Although materials such as rubber, textiles, adhesives, and paint may in some cases meet this definition, they are not considered plastics."
Here is a Scientific study MIS-CONSTRUING Rubber as a Plastic AND MAKING ASSUMPTIONS WITHOUT PROPER EXPLANATIONS !!!!
This is the problem with Scientific studies, Media, Reporting and bunch of people running with studies that make a lot of FALSE ASSUMPTIONS WITHOUT TELLING YOU THE FULL FUCKING STORY.
Again there is a difference even when you say synthetic rubber,
DO NOT MIX AND CONFUSE RUBBER and PLASTIC.
Rubber === mixture of ISOPRENE and ELASTOMERE polymers ( naturally occurring from Latex/rubber trees but 50% naturally produced and 50% synthetically produced from petrochemicals)
Plastic === mixture of various Ethyl,Propyl,Poly-Propyl Polymers mainly derived synthetically from petrochemical sources ( may or may not be combined with elastomere for rubberized properties).
So MOST MODERN Industrial processes are DIRTY and HEAVILY POLLUTING.
Dont confuse Rubber and Plastic manufacturing and lump it into a single problem unless and until you have definitive and REPRODUCIBLE PROOF THAT PROBLEMS ARE COMMON TO BOTH.
Maybe we need a new study of "Forever chemicals" and "Short-term chemicals" and "Long-lived chemicals" redefined and not use confusing terms like "microplastics" for anything polymerised. DNA is a polymer but we dont call people microplastics.
Exactly. We need more and better peer-reviewed and vetted studies. Is rubber pollution exactly same as micro-plastics? Or is it 80% the same effects? Is it the same effects due to the same chemicals? Is it similar due to the same processes and not necessarily the end-product material ? Many many questions that people don't seem to understand and just blindly trust whatever some "latest study shows ....." bullshit that has been going on for a very long time.
This is the problem with Scientific studies, Media, Reporting and bunch of people running with studies that make a lot of FALSE ASSUMPTIONS WITHOUT TELLING YOU THE FULL FUCKING STORY.
ah, but randos online know the real story.

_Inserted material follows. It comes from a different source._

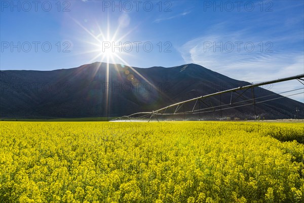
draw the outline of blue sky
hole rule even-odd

The Caplocks only adds to your authenticity. Look, you're trying to ague about semantics to discredit concerns about microplastics getting in people's blood streams. Within the context of micro particials, there's really not much difference between "rubber" and "plastic" as what makes them unique to each other is their properties when bonded in large forms. Maybe it's harmless or maybe it's this generation's lead poisons, toxoplasmosis, or aspectos. Aspectos, which by the way, is perfectly natural, but still dangerous to humans. Something I have to remind people when they talk about corn oil based plastics. The half life on PLA may be shorter, but research is still being done on how quickly harm happens and what levels harm can occur.
Thanks for the link that argues against your rant. I guess you could salvage it some by comparing the numbers and claiming the plastic component is lower than the main article's numbers in contribution. It would be awkward though if you find out they already separated those number in their math. It also doesn't change the point that a huge amount of pollution in the form of tire wear occurs constantly and isn't going away anytime soon.